Anu asked Detlef and Sara to touch the roots to see if they could “hear the tree sucking water out of the ground or dividing into two.” They caressed the roots very obligingly. This kind of tree, with its twisting, branching roots, was totally new to them, because it was a species seldom seen in northern countries.

There in the darkness, feeling the root system of the tree on the boulder, Detlef had realized that one day the roots would crack the rock. There should be some kind of noise when the roots got inside the rock, and when it was finally split asunder there might be an earsplitting sound. Of course, as an engineer, Detlef had confidence in his own expertise, but he had never been so impressed as he was now by what the power of nature, so much greater than his own, was capable of. In this case, the forces involved were beyond calculation. Including the force exerted by the leaf-cutter ant that had just crawled onto the back of his hand.

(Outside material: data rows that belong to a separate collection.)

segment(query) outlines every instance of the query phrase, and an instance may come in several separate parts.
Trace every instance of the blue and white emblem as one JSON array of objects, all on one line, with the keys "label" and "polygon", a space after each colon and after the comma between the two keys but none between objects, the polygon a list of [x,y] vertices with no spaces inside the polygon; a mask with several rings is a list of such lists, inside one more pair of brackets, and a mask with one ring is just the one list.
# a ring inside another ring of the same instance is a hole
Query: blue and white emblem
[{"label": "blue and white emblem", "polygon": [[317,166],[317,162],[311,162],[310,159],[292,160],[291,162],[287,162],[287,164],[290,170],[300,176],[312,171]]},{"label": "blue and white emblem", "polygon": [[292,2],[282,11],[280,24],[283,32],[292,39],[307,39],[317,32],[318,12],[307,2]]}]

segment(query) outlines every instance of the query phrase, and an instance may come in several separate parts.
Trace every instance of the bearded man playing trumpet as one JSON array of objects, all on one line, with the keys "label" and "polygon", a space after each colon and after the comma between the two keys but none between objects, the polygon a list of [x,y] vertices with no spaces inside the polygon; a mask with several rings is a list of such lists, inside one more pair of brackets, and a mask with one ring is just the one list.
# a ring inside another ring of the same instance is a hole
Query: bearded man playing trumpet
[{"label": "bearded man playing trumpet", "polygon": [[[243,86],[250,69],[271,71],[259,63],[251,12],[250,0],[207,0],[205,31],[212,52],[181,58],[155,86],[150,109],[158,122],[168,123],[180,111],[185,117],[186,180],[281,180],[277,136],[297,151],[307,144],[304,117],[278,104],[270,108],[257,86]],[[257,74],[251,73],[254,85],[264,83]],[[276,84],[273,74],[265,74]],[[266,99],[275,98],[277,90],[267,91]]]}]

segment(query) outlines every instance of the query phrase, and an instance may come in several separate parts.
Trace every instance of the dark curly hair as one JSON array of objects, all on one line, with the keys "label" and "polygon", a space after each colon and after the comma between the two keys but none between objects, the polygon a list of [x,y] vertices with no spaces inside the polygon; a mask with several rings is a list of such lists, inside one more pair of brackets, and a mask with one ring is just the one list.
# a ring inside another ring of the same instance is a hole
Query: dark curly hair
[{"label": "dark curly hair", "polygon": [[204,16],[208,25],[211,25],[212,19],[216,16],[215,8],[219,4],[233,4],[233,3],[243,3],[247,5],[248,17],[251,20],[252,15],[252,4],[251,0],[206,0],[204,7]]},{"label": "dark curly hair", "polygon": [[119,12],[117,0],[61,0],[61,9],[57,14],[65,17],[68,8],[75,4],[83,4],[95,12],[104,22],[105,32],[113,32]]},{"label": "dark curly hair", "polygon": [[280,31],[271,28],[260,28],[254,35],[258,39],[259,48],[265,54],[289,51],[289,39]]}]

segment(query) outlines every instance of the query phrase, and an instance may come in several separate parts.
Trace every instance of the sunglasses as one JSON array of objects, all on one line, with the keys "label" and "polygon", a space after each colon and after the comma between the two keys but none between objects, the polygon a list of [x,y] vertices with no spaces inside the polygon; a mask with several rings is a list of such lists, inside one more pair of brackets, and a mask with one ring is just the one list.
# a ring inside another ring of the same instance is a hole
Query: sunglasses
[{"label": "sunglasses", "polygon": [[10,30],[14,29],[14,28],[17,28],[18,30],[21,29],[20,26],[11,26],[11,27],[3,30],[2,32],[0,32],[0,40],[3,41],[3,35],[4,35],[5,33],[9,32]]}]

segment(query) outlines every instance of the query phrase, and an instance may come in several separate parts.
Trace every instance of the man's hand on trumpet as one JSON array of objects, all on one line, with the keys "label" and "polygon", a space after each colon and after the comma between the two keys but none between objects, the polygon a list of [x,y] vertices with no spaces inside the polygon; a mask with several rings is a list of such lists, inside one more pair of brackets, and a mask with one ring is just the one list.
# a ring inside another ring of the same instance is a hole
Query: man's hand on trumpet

Detlef searched in the darkness, and at some moment his eyes found hers and they gazed at one another a brief while.

The hike had not been that strenuous, but actually they’d been walking down a shadowy hunting path through a miniature tropical wilderness. Detlef had been noticing myriad tiny sounds along the way. He often said that he wasn’t really good at anything, except that he had really good hearing. In this respect he had a gift. He had grown up in a cultivated family. His father was a business manager, his mother a middle-school teacher, and he, an only child, had always been academically inclined. With his exceptionally keen hearing, his favorite activity as a boy was to find something apparently silent and try to “dig” by pressing his ear close to it, trying to hear the subtle sound it was actually making. One time, late at night, he stole out into the garden and dug up an anthill in the flower patch until he was standing in a pit two meters deep. His parents were astonished when they got up the next morning and found a big hole in the garden and Detlef covered in dirt. But they did not scold him, they even let him keep digging wherever he wanted. He got in the habit of testing the terrain wherever he went, crouching down and touching the ground, or propping himself against a rocky outcrop.

Detlef remembered at nineteen years of age visiting a technical academy where he’d seen a model of Charles Wilson’s Patented Stone-Cutting Machine. He was enthralled. Intimating power, it was a kind of metaphor for getting to the hearts of various things. To him, it was the ideal machine. Henceforth he took every course he could in geology and mechanics. For him, these two fields of knowledge had a single method and the same aim: “comprehend principles, overcome obstacles, bore to the core.”

Detlef made a name for himself by making improvements to the TBM design. He had achieved some stature in the industry. But nothing in his entire career had made a deeper impression on him than the experience he’d had here on this island over twenty years before.

Everyone in that cave of a tunnel heard it. But what was that sound? He had been grasping at an answer all this time, but it eluded him still. Only after meeting Sara did he begin to think that maybe, just maybe he did not have to drill all the way through when there was a sound he did not understand, that some sounds could only exist if they were left alone, undrilled, intact.

And just now when he and Sara had squeezed into that small rock cave, his shoulder touching hers, it was like being in a dream. He felt he could hear, through the wall at the end of this little cave, the sound of the whole mountain.

Not surprisingly, the sound that a living forest or mountain makes is different from the sound of an eviscerated mountain. Detlef reached out and held Sara’s hand, wanting to convey this thought to her.